Particolare di vaso da vino proveniente da Vulci (VT), risalente al
510 a.C. e conservato al British Museum. La scena dipinta raffigura
Medea mentre estrae un ariete dal calderone. Medea era la figlia del
re della Colchide, un paese posto agli estremi confini del mondo conosciuto.
Qui si reca Giasone, con i suoi compagni imbarcati sulla nave Argo,
per impadronirsi del Vello d’Oro. Medea innamoratasi dell’eroe
lo aiutò con le sue arti magiche ad ottenere il suo scopo e ritornò
con lui in Grecia. Durante la sua relazione con Giasone Medea ebbe modo
di dimostrare le sue abilità nell’uso di incantesimi e
farmaci, facendo ringiovanire il padre di Giasone e dimostrando di poter
riportare in vita un ariete smembrato e fatto bollire in un calderone.
La storia di Medea, nella redazione di Euripide, si conclude in modo
tragico, con la morte inferta dalle sue stesse mani ai figli che gli
erano stati sottratti per sempre da Giasone, dal quale era stata ripudiata
in quanto proveniente da un paese barbaro.

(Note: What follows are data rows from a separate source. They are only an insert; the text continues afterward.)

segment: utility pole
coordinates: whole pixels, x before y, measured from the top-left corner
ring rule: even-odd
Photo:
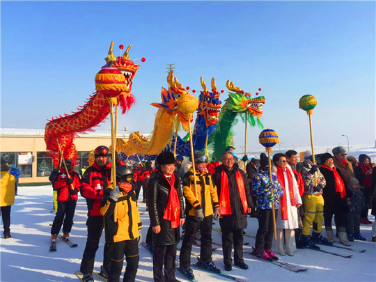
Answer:
[[[175,63],[166,63],[166,65],[167,65],[166,72],[170,72],[171,70],[175,70]]]

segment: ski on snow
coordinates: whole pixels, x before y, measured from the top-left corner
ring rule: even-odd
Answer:
[[[335,253],[334,251],[326,251],[326,250],[323,250],[322,249],[313,249],[313,248],[310,248],[308,246],[306,246],[306,249],[307,249],[308,250],[321,251],[322,253],[329,253],[329,254],[333,255],[333,256],[340,256],[342,258],[349,258],[352,257],[352,255],[343,255],[341,253]]]
[[[142,242],[141,243],[141,244],[143,245],[143,247],[144,247],[145,249],[146,249],[146,250],[148,250],[148,251],[150,253],[150,254],[152,256],[152,252],[150,251],[150,249],[149,248],[148,248],[148,247],[146,246],[146,243],[145,242]],[[186,277],[186,278],[187,278],[188,280],[189,280],[190,281],[191,281],[191,282],[198,282],[198,281],[197,280],[196,280],[196,279],[191,279],[189,276],[188,276],[185,273],[184,273],[184,272],[182,272],[182,271],[180,271],[180,269],[179,269],[179,267],[176,267],[175,268],[176,268],[176,269],[178,269],[178,271],[179,272],[180,272],[182,274],[183,274],[183,275],[185,276],[185,277]]]
[[[249,255],[251,255],[252,256],[253,256],[254,258],[258,259],[259,260],[262,260],[262,261],[266,261],[267,263],[272,263],[273,265],[277,265],[280,267],[282,267],[282,268],[284,268],[285,269],[288,269],[288,270],[290,270],[290,272],[304,272],[304,271],[306,271],[308,269],[307,267],[302,267],[298,265],[295,265],[295,263],[286,263],[285,261],[282,261],[282,260],[265,260],[263,258],[261,258],[257,256],[255,256],[252,253],[252,252],[251,251],[246,251],[245,252],[246,253],[248,253]]]
[[[66,243],[71,248],[75,248],[78,245],[77,244],[73,243],[72,241],[70,241],[68,238],[65,238],[62,235],[59,234],[58,235],[58,237],[61,239],[65,243]]]
[[[366,249],[358,249],[350,248],[350,246],[338,246],[338,245],[334,245],[334,245],[326,245],[324,244],[320,244],[323,246],[334,246],[334,248],[343,249],[344,250],[347,250],[347,251],[357,251],[358,253],[364,253],[366,251]]]
[[[51,245],[49,246],[49,251],[56,251],[56,242],[51,241]]]

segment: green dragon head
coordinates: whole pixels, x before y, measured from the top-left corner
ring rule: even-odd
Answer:
[[[251,93],[249,92],[244,93],[242,89],[236,87],[234,83],[230,80],[226,83],[227,88],[230,91],[228,95],[228,104],[227,107],[228,109],[235,113],[247,113],[248,121],[252,126],[257,123],[261,127],[263,124],[260,121],[260,118],[263,116],[263,105],[265,103],[264,96],[251,98]],[[256,120],[255,120],[256,117]]]

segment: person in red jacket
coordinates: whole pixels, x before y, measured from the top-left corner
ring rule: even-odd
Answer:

Dolore, amore e vendetta
si mescolano dando origine ad una furia selvaggia, che finisce per travolgere
ogni suo affetto. Dopo l’eccidio, Medea scompare su un carro trainato
da serpenti alati, inviato dal Sole, divinità alla cui discendenza
la maga, come anche Circe, apparteneva. La figura di Medea, in quanto
proveniente da un mondo estraneo alla civiltà e alla cultura
ellenica, incarna l’ambiguità dello straniero che al tempo
stesso seduce e affascina per i suoi poteri e inquieta per gli aspetti
selvaggi e incontrollabili della sua natura.